Can vaginal birth after caesarean be justified?



I read with interest the recent articles by Tahseen and Griffiths1 and Cahill et al.2 regarding the risks of vaginal birth after caesarean (VBAC). These authors appear to consider it reasonable to attempt VBAC even after two or three previous caesarean sections, despite the risks of uterine rupture, with its consequent severe maternal morbidity and serious perinatal outcome, recently highlighted in BJOG by Al-Zirqi et al.3 As a lawyer, I would question whether VBAC is ever reasonable.

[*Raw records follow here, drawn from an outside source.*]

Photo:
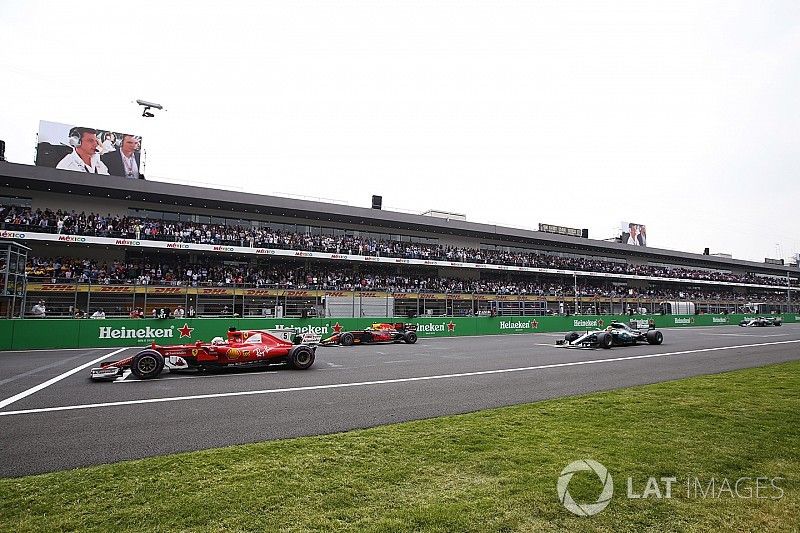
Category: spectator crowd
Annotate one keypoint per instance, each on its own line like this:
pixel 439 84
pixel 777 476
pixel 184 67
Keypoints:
pixel 93 224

I act for the pursuer [viz. the Scottish equivalent of claimant] in a major clinical negligence claim arising out of the delivery of her second child. My client had a caesarean section in her first pregnancy. When she became pregnant again, her consultant advised her to attempt VBAC. My client says that the risks of VBAC were not discussed with her, although the risks of elective repeat caesarean section (ERCS) were. During the course of her labour, the uterus ruptured. The baby suffered severe hypoxia, resulting in cerebral palsy. The defendant has admitted liability.

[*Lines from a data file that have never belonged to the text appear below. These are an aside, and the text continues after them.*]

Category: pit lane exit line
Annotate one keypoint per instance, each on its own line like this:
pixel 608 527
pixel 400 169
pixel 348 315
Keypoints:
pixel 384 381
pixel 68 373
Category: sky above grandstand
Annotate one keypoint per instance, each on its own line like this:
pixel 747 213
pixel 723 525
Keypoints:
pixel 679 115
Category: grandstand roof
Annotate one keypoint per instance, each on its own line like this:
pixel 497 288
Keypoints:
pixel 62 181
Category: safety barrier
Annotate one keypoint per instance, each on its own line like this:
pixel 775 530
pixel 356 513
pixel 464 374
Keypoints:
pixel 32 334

The risk of uterine rupture in VBAC is significantly higher than in ERCS, as emphasised in the ‘Green-Top Guideline’ number 45 of the Royal College of Obstetricians and Gynaecologists.4 If a rupture occurs, the consequences for mother and baby may be catastrophic.3 I find it difficult to understand why any mother would opt for VBAC if advised that the risks to her and her baby are significantly higher than with ERCS (not least as there is no reliable way of predicting imminent uterine rupture in an individual case so as to better manage the risk of adverse outcomes); moreover, I cannot see how a defendant or, in Scotland, a defender can avoid liability to a claimant who was not properly advised as to the balance of risks, and the consequences of the manifestation of risks, if she and/or her baby should suffer injury or worse during the course of VBAC.

Yet, it is my impression that the risks of caesarean section (including ERCS) are routinely stressed, whereas the risks of vaginal birth (including VBAC) are often downplayed, or even ignored. Not to give a balanced view of the risks is unjustifiable, both as a matter of professional practice and legal obligation. UK General Medical Council guidance has been clear since 1993: it is not for the doctor to promote one approach (here, VBAC versus ERCS) over another. The law reflects this professional duty: Chester v Afshar (2004) (House of Lords).

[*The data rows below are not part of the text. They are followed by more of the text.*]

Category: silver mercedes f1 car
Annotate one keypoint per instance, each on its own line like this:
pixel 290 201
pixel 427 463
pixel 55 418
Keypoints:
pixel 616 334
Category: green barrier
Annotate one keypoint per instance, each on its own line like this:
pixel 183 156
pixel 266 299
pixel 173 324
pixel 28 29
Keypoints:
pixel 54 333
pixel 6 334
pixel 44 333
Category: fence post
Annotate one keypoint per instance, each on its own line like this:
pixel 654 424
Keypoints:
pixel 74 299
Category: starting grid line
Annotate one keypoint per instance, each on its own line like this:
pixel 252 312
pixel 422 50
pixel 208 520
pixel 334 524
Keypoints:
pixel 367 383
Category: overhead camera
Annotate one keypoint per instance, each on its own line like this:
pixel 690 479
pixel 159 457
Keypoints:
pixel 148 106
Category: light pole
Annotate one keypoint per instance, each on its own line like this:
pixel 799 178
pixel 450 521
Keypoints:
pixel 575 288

It is important to emphasise that failure properly to advise is not a matter of professional negligence, but a matter of the legal and professional duty to obtain informed consent. In my opinion, adherence to the Green-Top Guideline of the Royal College of Obstetricians and Gynaecologists is not enough to fulfil that duty. A doctor will be required to demonstrate that he or she has explained to the patient all material risks which, assessing the matter objectively, she would have wished to know about.

I am unable to understand the rational basis for running the risks of VBAC in preference to ERCS. Although it is accepted that the most recently available data are found in a paper of some age, the fact that a significant number of obstetricians elect to deliver a first child by caesarean section is telling.5 In my view, VBAC can only be professionally and legally justified when a full, unbiased disclosure of the risks of that procedure, as well as those of ERCS, has been made.